Lighting for the Writers' Shed | DIY Writers Shed Update
The current step in my writer's shed/home office is lighting. Getting additional wiring and outlets in the shed is easier and cheaper with bare walls than with drywall and insulation, plus it will make it a million times easier to work inside if I can actually see stuff. Illuminate the spiders and whatnot.
But picking out new lighting is a pain...
The main reason we went with all vintage lighting in our house is that new lights are so cheap and tacky looking most of the time. They look nice from a distance, but when you're close enough you can see how cheap and plastic all the components are. Or they look totally generic and have zero personality.
Interior Writers' Shed Lighting | Rustic Glam
I'd planned on putting up some type of drapey bare bulb chandelier inside, in keeping with the vintage vibes and adding a bit of glam.
This caught my eye.
The exposed beams going across the top of the shed would be a natural complement to this type of multi bulb pendant light. But of course, this one's way out of my budget at $1,200.
Improvising on that sort of style, I tried eBay and Etsy but came away empty handed. Everything was too pricey (like $30 per strand), too elaborate, or overdesigned. It's going in a rustic shed with a brick hearth. It can't look that fancy.
I checked Amazon not expecting too much, but found something I think I can make work.
As intended for use, the light looks super weird and spider-like. But who says the individuals light strands need to connect to anything? I can hook each of the spider arms up to the main plate, then wind or wrap them around the beam at installation to hack the exposed beam pendant trend.

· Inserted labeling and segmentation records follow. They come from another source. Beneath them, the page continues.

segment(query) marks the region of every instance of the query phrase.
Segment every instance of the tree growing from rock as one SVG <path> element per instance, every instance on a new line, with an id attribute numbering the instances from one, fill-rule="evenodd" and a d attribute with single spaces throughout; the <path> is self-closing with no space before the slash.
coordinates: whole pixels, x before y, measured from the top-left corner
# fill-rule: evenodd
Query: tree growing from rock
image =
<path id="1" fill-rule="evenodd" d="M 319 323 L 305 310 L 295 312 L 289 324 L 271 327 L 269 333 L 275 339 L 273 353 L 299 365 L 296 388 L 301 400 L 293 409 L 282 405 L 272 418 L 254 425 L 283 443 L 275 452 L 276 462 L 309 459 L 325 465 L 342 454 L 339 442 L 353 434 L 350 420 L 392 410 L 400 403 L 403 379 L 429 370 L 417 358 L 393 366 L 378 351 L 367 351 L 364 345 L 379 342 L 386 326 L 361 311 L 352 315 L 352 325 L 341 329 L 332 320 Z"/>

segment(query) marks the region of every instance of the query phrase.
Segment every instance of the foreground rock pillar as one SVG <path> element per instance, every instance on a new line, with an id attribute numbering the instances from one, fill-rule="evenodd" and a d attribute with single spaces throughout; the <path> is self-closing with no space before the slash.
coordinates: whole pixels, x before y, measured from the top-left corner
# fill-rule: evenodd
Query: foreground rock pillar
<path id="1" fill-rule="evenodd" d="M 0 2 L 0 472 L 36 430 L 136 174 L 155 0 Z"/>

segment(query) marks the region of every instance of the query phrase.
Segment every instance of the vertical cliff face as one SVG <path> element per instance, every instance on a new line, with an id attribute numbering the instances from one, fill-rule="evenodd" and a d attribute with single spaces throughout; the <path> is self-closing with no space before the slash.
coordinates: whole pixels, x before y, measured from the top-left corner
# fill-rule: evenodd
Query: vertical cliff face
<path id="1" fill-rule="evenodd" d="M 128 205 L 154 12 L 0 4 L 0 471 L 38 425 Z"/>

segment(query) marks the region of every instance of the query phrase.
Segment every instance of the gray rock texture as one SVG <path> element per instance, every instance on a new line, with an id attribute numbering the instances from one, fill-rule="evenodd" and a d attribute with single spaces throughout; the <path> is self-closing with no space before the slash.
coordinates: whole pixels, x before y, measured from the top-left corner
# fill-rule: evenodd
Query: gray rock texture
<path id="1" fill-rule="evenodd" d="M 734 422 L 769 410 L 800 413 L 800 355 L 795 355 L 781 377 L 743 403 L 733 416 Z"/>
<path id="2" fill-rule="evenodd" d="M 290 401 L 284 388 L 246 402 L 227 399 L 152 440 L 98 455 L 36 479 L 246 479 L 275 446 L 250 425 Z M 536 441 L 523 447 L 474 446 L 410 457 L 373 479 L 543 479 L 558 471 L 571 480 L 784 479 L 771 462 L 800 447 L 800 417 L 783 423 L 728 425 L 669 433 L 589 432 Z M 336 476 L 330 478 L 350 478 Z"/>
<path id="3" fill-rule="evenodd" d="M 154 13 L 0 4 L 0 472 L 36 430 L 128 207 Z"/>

At least, that's what I'm hoping.
Exterior Writers' Shed Lighting | Rustic Animal Scaring Motion Sensor
For the exterior light, I'm deliberating. A motion sensor light is the most practical style since I don't care if the outside light is on once I'm in the shed.
Plus, I don't want to run into any creatures at night. And the yard is full of creatures.
But most of the motion sensing styles are totally ugly. I'm not putting a lame garage light on my shed.
I'm torn between a Mission style lantern and a more rustic barn feature; these are the two nicest motion sensing lights I can find.
Crackle glass looks cheap, but what can you do?
The Mission style lantern is pretty plain and will look fine installed. But it would go next to the door. Down the road if there's a lock on the door, it might not throw enough light to be fully functional.
The barn light seems more appropriate given the rustic farmhouse setting, and could go above the door to light the whole entryway, but it costs more.
I'm going to keep looking to see if I can find exterior writers' shed lighting I really like and get the lights in by the end of the year!